It’s spring in Norfolk, England. It’s cold, clammy, always foggy, and there are puddles on the roads. Kate Mercer (Charlotte Rampling) and her husband Geoff Mercer (Tom Courtenay) are a week away from a party celebrating their 45th wedding anniversary. It’s the 45th, because during the 40th, Geoff was getting a bypass. They are a retired couple living a quiet life of long-forged routines. She takes their dog Max for walks. He putters around the house.
Then, one day, a letter arrives. The body of his first love, Katie, has been discovered. During a trek in the Alps 53 years before she fell into a crevasse and was never found. Through global warming, the glacier was receding, and her fully preserved body was surfacing.

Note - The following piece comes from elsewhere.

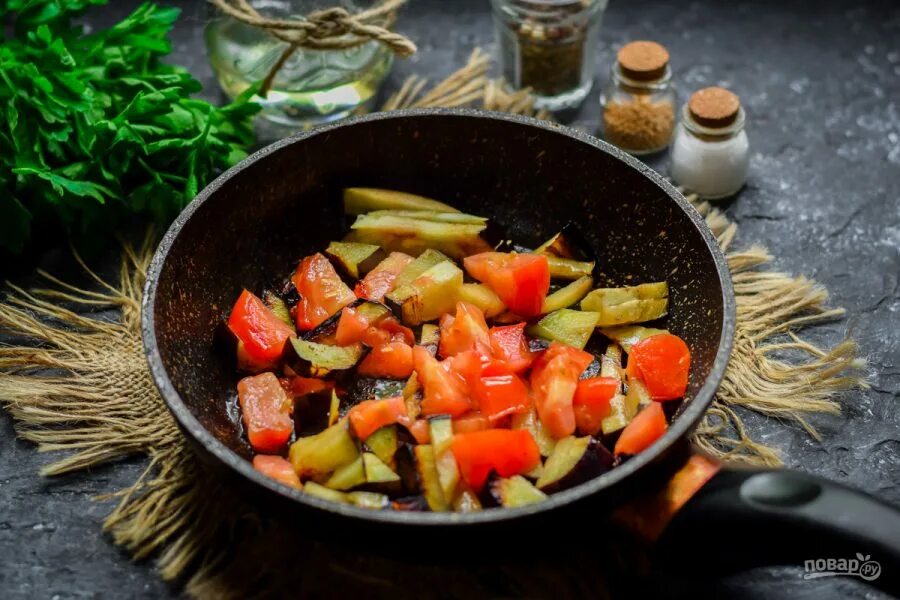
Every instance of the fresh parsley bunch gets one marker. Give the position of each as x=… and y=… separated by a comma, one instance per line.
x=95, y=127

We don’t find out how the authorities know how to contact him. But we do find out that he has not told everything to his wife.
Kate finds herself jealous of a woman 53 years dead, who was with Geoff many years before they had even met. Over the next few days, they are forced to face realities of life, and what it means to have a marriage of 45 years.

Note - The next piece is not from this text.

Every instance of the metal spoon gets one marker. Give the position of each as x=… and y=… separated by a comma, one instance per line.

Do we ever really know the person we are with? Do we carry secrets with us that nobody knows about anymore? And if we do, like I suspect we all do, are there bodies in the ice that can surface to bring it all out?
45 Years is a story about life and growing old. The traces of the passion we felt when we were young are still there, fleeting and passing, just intense enough to make us yearn, and sometime cry a little when we are alone. We all have to carry our own experiences with us, enshrined in our memories, and only seldom does anyone else get a glimpse inside.